# Instrument Recognition (Signals and Systems)
This is an instrument recognition project based on IRMAS data set.
## Define the IRMASDataset class

In [9]:
import os
import torch
from torch.utils.data import Dataset
import librosa
import numpy as np

class IRMASDataset(Dataset):
    def __init__(self, file_paths, labels, transform=None, max_len=22050*3):
        """
        Args:
            file_paths (list): 音频文件路径列表。
            labels (list): 对应的标签列表。
            transform (callable, optional): 对输入数据的变换。
            max_len (int): 固定音频长度（采样点数）。

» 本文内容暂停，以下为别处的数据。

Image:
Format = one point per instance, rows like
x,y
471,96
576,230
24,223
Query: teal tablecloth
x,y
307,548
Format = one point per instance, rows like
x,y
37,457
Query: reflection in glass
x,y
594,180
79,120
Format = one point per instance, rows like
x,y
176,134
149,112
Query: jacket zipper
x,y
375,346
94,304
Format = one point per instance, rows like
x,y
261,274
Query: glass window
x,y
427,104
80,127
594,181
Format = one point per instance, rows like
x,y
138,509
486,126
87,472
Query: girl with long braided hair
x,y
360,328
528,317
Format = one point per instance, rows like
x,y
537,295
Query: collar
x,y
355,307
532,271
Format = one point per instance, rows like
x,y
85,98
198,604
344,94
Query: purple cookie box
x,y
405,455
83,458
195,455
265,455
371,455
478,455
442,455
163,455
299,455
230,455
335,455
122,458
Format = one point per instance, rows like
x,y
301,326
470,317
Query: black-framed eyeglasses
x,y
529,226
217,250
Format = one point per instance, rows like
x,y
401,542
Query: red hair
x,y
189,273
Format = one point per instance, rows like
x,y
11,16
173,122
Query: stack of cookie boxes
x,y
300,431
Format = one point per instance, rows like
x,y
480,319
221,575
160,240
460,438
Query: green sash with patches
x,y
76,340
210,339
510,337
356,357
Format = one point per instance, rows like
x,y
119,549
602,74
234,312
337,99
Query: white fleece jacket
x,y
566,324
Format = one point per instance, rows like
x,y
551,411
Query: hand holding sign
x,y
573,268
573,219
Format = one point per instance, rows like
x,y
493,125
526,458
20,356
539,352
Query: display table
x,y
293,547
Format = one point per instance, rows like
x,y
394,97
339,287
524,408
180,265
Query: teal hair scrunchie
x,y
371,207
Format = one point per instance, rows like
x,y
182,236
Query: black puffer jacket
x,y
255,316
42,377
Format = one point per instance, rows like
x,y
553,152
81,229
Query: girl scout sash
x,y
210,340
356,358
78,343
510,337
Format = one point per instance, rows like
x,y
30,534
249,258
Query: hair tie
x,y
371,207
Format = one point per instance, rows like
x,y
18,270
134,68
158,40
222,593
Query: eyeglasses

超过的部分截断，不足的部分填充。
        """
        self.file_paths = file_paths
        self.labels = labels
        self.transform = transform
        self.max_len = max_len
        self.unique_labels = sorted(list(set(labels)))
        self.label_to_idx = {label: idx for idx, label in enumerate(self.unique_labels)}

    def __len__(self):
        return len(self.file_paths)

    def __getitem__(self, idx):
        audio_path = self.file_paths[idx]
        label = self.labels[idx]
        y, sr = librosa.load(audio_path, sr=22050)  # IRMAS默认采样率为22.05kHz

        # 固定长度
        if len(y) > self.max_len:
            y = y[:self.max_len]
        else:
            y = np.pad(y, (0, max(0, self.max_len - len(y))), 'constant')

        # 提取MFCC特征
        mfcc = librosa.feature.mfcc(y=y, sr=sr, n_mfcc=40)
        mfcc = librosa.util.fix_length(mfcc, size=40, axis=1)  # 固定时间帧数

        # 转置以适应CNN输入（channels, height, width）
        mfcc = mfcc.T  # shape: (time_frames, n_mfcc)
        mfcc = np.expand_dims(mfcc, axis=0)  # shape: (1, time_frames, n_mfcc)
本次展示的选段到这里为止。